Я поняла, что в этот решающий миг мне необходима поддержка; я позвонила, в комнату быстро вошел какой-то слуга; я попросила его передать моему камердинеру — тот был заранее мною предупрежден, — чтобы он отправился на постоялый двор и принес мне несколько нужных мне вещей; сэр Вальтер Мэрф знал: для того чтобы не вызвать подозрений у моей мачехи в том случае, если мне придется послать за ним в ее присутствии, я прибегну к такому условному знаку.
Изумление моего отца и моей мачехи было так велико, что слуга вышел из комнаты раньше, чем они успели произнести хотя бы одно слово; и тогда я успокоилась: через несколько минут должен был появиться рядом со мною сэр Вальтер Мэрф.
— Что все это значит? — спросил у меня отец слабым голосом, но тон у него был властный и разгневанный. — Вы приехали сюда, Клеманс... без моего приглашения... Затем, не успев появиться в моих покоях, вы завладеваете флаконом, в котором содержится микстура, прописанная мне врачом... Объясните мне ваше сумасбродство!..
— Выйдите из комнаты, — приказала моя мачеха сиделке. Та послушно удалилась.
— Успокойтесь, друг мой, — продолжала моя мачеха, обращаясь к моему отцу. — Вы ведь знаете, что малейшее волнение может причинить вам вред. Коль скоро ваша дочь пожаловала сюда против вашей воли и ее присутствие вам неприятно, обопритесь о мою руку, я провожу вас в маленькую гостиную; а тем временем наш славный доктор объяснит госпоже д'Арвиль, до какой степени ее поведение неосторожно, чтобы не сказать более...
И она бросила многозначительный взгляд на своего сообщника.
Я угадала намерения моей мачехи. Она хотела увести отца, оставить меня наедине с Полидори: в возникших крайних обстоятельствах он применил бы, без сомнения, силу, чтобы вырвать у меня флакон, который мог послужить неопровержимой уликой, явным доказательством его преступных замыслов.
— Вы совершенно правы, — сказал мой отец, обращаясь к моей мачехе. — Раз меня преследуют даже в моем собственном доме, не уважая моей воли, я уйду и освобожу место назойливым людям.
И, с трудом поднявшись, отец оперся на руку моей мачехи и сделал несколько шагов, направляясь в маленькую гостиную.

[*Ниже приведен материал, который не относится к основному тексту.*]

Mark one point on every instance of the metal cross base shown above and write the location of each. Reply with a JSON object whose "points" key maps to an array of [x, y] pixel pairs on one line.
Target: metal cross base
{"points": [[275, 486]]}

В ту же минуту Полидори двинулся ко мне; я, не теряя времени, подошла к отцу и сказала ему:
— Я хочу объяснить вам свое неожиданное появление, объяснить, почему я, как вам кажется, странно себя веду... Со вчерашнего дня — я вдова... И со вчерашнего дня мне известно, что ваша жизнь под угрозой, отец.
Он, сгорбившись, передвигался с трудом. При этих моих словах отец остановился, с усилием выпрямился и, с глубоким удивлением посмотрев на меня, воскликнул:
— Вы овдовели?.. Моя жизнь под угрозой?! Что все это значит?
— Кто осмелился угрожать жизни господина д'Орбиньи, сударыня? — с вызовом спросила моя мачеха.
— Да, от кого исходит эта угроза?.. — подхватил Полидори.
— От вас, сударь, и от вас, сударыня, — ответила я.
— Какое ужасное, какое отвратительное обвинение!.. — воскликнула моя мачеха и шагнула ко мне.
— Я докажу то, что сказала... — ответила я.
— Но ведь это страшное обвинение!. — вырвалось у моего отца.
— Я сию же минуту покину этот дом, коль скоро на меня возводят здесь столь неслыханную клевету! — вскричал Полидори с деланным негодованием человека, чья честь оскорблена.